Many American Indians have complained that they do not recognize themselves in these ethnographic descriptions. This sense of misrepresentation is at the core of the distrust of anthropology that is so pervasive among contemporary Native Americans, epitomized by the anger of Vine Deloria: "behind each policy and program with which Indians are plagued. . . stands the anthropologist. The fundamental thesis of the anthropologist is that if people are objects for observation, people are then considered objects for experimentation, for manipulation, and for eventual extinction."5
Thomas Biolsi uses the career of anthropologist Haviland Scudder Mekeel, noted for his 1930s' work with the Lakota, to illustrate the role of anthropology in constructing the Lakota as "primitive,"' as Mekeel searched for "authentic,"' full-blood Indians to study.6 While Lakota people were more interested in debating treaty rights and coping with change, anthropologists like Mekeel were looking for untainted primitivism.
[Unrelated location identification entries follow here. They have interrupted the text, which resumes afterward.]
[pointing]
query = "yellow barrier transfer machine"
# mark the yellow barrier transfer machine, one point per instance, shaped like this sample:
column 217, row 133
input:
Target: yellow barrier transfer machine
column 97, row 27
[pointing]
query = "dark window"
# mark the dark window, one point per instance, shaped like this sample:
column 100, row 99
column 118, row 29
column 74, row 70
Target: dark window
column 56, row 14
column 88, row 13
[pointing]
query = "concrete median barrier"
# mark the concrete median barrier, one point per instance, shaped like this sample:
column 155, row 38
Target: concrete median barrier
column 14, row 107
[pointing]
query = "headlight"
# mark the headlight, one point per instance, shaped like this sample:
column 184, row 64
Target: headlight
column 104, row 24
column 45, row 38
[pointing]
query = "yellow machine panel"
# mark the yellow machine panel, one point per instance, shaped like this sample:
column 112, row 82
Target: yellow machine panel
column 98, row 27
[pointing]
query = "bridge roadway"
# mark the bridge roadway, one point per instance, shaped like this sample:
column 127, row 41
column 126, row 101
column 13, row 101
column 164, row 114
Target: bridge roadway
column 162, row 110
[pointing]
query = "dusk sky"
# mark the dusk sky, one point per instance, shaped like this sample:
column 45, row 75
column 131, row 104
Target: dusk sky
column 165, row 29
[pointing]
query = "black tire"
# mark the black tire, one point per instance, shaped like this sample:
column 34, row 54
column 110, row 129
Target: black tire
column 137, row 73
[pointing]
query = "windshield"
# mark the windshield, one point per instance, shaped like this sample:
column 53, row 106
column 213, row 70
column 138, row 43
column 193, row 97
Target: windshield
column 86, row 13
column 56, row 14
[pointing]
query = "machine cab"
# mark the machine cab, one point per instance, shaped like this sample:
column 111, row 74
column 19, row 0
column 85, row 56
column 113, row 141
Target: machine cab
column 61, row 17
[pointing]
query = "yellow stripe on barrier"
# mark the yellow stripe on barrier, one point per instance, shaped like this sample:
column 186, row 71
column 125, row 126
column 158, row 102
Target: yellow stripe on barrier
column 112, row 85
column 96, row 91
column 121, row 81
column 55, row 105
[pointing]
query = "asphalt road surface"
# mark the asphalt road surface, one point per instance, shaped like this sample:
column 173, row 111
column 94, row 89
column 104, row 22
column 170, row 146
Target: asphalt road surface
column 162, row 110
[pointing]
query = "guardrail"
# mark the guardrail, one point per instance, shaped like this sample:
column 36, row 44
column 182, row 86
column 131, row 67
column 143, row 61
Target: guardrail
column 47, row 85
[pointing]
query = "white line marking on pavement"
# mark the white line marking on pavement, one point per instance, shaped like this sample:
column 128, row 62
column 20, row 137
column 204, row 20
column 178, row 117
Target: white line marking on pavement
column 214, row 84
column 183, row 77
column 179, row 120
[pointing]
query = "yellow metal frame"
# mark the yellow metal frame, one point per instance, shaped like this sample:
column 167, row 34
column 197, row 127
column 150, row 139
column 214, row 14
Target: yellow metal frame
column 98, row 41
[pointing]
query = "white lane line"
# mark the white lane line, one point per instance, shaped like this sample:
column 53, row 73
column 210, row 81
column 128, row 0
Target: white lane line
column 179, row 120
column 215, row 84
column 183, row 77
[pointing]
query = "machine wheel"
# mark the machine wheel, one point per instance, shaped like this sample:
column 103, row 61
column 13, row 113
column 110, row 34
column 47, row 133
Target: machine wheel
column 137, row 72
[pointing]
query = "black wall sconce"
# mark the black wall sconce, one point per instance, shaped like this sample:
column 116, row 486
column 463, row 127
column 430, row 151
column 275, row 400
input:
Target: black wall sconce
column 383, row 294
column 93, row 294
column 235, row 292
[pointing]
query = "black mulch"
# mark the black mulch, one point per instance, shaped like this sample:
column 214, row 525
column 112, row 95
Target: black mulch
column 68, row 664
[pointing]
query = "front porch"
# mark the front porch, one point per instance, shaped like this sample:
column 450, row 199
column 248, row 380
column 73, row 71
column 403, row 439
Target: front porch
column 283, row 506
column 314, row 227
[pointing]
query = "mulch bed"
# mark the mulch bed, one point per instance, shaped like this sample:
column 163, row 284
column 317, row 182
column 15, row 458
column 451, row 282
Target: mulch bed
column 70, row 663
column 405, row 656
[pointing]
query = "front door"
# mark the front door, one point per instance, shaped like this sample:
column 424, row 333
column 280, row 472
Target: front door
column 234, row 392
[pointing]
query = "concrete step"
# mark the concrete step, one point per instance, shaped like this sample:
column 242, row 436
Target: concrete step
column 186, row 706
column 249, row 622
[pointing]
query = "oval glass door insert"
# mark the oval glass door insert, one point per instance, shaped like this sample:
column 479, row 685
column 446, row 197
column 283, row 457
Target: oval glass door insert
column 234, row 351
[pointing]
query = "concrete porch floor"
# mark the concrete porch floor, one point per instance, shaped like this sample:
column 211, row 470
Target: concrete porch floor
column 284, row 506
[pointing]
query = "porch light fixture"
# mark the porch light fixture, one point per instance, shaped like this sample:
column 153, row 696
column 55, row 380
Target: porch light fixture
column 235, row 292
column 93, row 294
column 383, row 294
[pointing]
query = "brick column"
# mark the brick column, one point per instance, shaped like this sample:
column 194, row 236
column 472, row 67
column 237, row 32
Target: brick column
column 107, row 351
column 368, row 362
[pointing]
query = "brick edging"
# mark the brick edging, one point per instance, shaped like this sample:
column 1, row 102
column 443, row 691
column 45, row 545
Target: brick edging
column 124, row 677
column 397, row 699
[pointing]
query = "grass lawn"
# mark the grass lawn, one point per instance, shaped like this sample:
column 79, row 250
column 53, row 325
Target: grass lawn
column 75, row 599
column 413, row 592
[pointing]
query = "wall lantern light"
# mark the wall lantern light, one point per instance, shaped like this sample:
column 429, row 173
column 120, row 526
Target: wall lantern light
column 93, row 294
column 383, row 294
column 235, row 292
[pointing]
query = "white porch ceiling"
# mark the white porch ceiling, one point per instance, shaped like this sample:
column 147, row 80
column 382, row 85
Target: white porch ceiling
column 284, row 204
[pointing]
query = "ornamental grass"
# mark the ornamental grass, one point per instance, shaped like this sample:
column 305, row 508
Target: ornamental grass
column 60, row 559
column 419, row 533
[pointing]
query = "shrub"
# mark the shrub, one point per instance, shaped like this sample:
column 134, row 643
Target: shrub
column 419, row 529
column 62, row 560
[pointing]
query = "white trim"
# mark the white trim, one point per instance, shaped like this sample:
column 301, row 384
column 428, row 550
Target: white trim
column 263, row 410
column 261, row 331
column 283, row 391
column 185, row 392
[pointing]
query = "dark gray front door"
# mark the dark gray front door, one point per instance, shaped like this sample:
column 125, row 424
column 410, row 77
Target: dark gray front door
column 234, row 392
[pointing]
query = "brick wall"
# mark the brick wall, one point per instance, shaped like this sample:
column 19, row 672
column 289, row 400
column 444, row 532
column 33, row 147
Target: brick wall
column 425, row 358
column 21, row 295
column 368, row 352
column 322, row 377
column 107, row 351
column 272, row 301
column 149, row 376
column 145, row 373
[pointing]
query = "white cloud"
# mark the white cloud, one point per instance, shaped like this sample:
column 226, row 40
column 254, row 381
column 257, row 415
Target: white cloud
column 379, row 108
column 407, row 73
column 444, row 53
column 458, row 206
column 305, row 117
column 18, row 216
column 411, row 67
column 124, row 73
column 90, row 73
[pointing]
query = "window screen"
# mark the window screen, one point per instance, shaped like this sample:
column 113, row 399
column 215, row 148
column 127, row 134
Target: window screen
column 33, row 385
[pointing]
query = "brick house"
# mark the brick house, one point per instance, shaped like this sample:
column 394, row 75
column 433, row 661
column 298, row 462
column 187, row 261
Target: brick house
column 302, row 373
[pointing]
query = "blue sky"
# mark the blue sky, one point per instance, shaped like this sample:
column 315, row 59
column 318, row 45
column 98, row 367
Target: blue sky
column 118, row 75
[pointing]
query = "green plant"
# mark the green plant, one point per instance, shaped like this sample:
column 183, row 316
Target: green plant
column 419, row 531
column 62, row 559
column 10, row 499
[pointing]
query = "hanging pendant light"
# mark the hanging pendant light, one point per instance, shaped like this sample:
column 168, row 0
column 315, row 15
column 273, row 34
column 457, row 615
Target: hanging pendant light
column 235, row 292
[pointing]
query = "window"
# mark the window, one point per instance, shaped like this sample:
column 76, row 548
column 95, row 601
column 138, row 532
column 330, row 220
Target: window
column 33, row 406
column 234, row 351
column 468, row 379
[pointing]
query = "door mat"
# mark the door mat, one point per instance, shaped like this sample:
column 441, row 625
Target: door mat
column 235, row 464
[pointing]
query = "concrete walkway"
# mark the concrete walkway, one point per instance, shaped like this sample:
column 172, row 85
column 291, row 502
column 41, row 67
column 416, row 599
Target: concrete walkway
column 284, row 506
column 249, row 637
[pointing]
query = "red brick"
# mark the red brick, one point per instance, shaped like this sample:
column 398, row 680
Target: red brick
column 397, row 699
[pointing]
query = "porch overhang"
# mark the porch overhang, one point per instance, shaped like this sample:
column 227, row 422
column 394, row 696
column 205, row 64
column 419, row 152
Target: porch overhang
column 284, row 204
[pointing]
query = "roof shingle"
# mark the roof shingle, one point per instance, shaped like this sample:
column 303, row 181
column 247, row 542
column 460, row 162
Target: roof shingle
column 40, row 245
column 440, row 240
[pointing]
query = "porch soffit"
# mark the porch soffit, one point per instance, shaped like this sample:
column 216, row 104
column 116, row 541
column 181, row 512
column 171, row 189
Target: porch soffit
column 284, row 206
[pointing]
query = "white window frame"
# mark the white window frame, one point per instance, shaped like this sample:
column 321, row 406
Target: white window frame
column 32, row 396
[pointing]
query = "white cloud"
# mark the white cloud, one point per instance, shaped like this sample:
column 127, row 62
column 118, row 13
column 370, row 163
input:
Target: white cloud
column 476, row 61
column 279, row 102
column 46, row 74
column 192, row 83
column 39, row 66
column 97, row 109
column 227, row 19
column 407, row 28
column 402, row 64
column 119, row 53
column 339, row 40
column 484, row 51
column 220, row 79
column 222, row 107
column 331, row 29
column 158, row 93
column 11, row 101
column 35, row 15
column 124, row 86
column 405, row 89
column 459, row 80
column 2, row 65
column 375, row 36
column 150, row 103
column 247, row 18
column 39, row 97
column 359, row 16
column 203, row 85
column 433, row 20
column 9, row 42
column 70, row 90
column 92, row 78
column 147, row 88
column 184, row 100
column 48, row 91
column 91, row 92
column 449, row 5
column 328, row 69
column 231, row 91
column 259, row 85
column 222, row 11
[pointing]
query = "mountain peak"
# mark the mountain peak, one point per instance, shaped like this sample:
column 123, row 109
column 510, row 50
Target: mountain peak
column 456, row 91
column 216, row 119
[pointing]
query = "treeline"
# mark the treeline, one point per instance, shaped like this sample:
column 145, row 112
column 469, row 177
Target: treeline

Similarly, Whiteley argues that standard descriptions in introductory anthropological textbooks have been important in confirming the image of American Indians as fundamentally different from whites and as representing past, "primitive" cultures. Speaking of popular portrayals of the Hopi, Whitely writes: "So, (we) self-righteous anthropologists can be appalled by Smokis, art collectors, or New Agers, while convenientloy blinding ourselves to a family resemblance with our own representations of Hopi culture."7
Perhaps most important, as Renato Rosaldo observed, "classic" ethnographic techniques had the effect of distancing the observer from the people studied, literally "objectifying" them. Individual ethnographers may have had close personal ties with the people they studied, but the conventions of ethnography prevented such closeness from showing. Bataille and Sands point out that whereas traditional anthropologists did employ techniques like autobiographies, they used these accounts simply as indicators of cultural patterns, rather than as ways to present their informants subjectively. The importance of this practice is that these ethnographies, and the white cultural products that spun from them, have continued to define popular conceptions of American Indians, even though ethnography itself has been transformed and problematized within the field of anthropology.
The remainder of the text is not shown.